Mr. Hamilton Brown, who at the commencement of the apprenticeship came into a Special Magistrate's court and publicly told him that unless he and his colleagues "did their duty by having recourse to a frequent and vigorous application of the lash, there would he rebellion in the Parish (of St. Ann's!) in less than a month, and all the responsibility of such a calamity would rest on their shoulders"! discoursed in the following manner. "It was always understood, for the apprenticeship had become marketable. Properties had been bought and sold with them, their time had been bought by others, and by themselves."

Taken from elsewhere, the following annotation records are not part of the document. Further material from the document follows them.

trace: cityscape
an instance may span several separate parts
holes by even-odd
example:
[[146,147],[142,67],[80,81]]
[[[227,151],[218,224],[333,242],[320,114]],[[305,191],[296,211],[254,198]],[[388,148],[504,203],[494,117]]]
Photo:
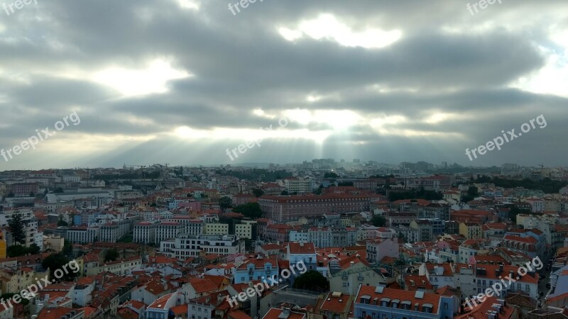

"He had no hesitation in saying, that the statements which had been made in England against the planters were as false as hell—they had been concocted here, and sent home by a parcel of spies in the island. They were represented as a cruel set of men, as having outraged the feelings of humanity towards the negroes, or in matters in which they were concerned. This was false. He did not mean to deny that there were a few instances of cruelty to the apprentices, but then those were isolated cases, and was it not hard that a hue and cry should be raised against the whole body of planters, and all made to suffer on account of those few. He would say that there was a greater disposition to be cruel to the negroes evinced by young men arriving in this island from England, than by the planters. There was, indeed, a great deal of difficulty in restraining them from doing so, but the longer they lived in the country, the more kind and humane they became. The negroes were better off here than many of the people of Great Britain, and they would have been contented, had it not been for the injudicious interference of some of the Special Justices. Who had ever heard of negroes being starved to death? Had they not read accounts in the English papers of men destroying their wives, their children, and afterwards themselves, because they could not obtain food. They had been grossly defrauded of their property; and after doing that, it was now sought to destroy their constitutional rights. He would repeat, they had been grossly defrauded of their property." [Here is the true slaveholder, logic, chivalry and all.]

Mr. Frater said, among other things, "He knew that it might be said the bill (Lord Glenelg's) did not go to the extent of freeing the negroes—that we are about to do ourselves, but he would ask whether we were not driven into the difficulty by which we are now surrounded! Had we not been brought into this alarming position, into this exigency, by the conduct of the British Government. Why do we not tell the English nation frankly and candidly, that they agreed to give the planter six years' services of their apprentices, as a part of the compensation, and if they desired to do away with it, that we must be paid for it, otherwise we will NOT ANSWER FOR ANY CHANGE, FOR ANY EVILS WHICH ARE LIKELY TO ENSUE. Why did the government force such an obnoxious bill upon us? They had in substance done this, they refused to annul the apprenticeship themselves, it is true, but said, we will place them in a situation that will compel them to do it themselves. He must say that the Government had acted cowardly and unjustly, they had in substance deprived them of the further two years' services of their apprentices, agreeably to the compact entered into, upon a pretext that we had not kept faith with them, and now tell us they will give us no compensation. He hoped the allusion to it in the address would be retained."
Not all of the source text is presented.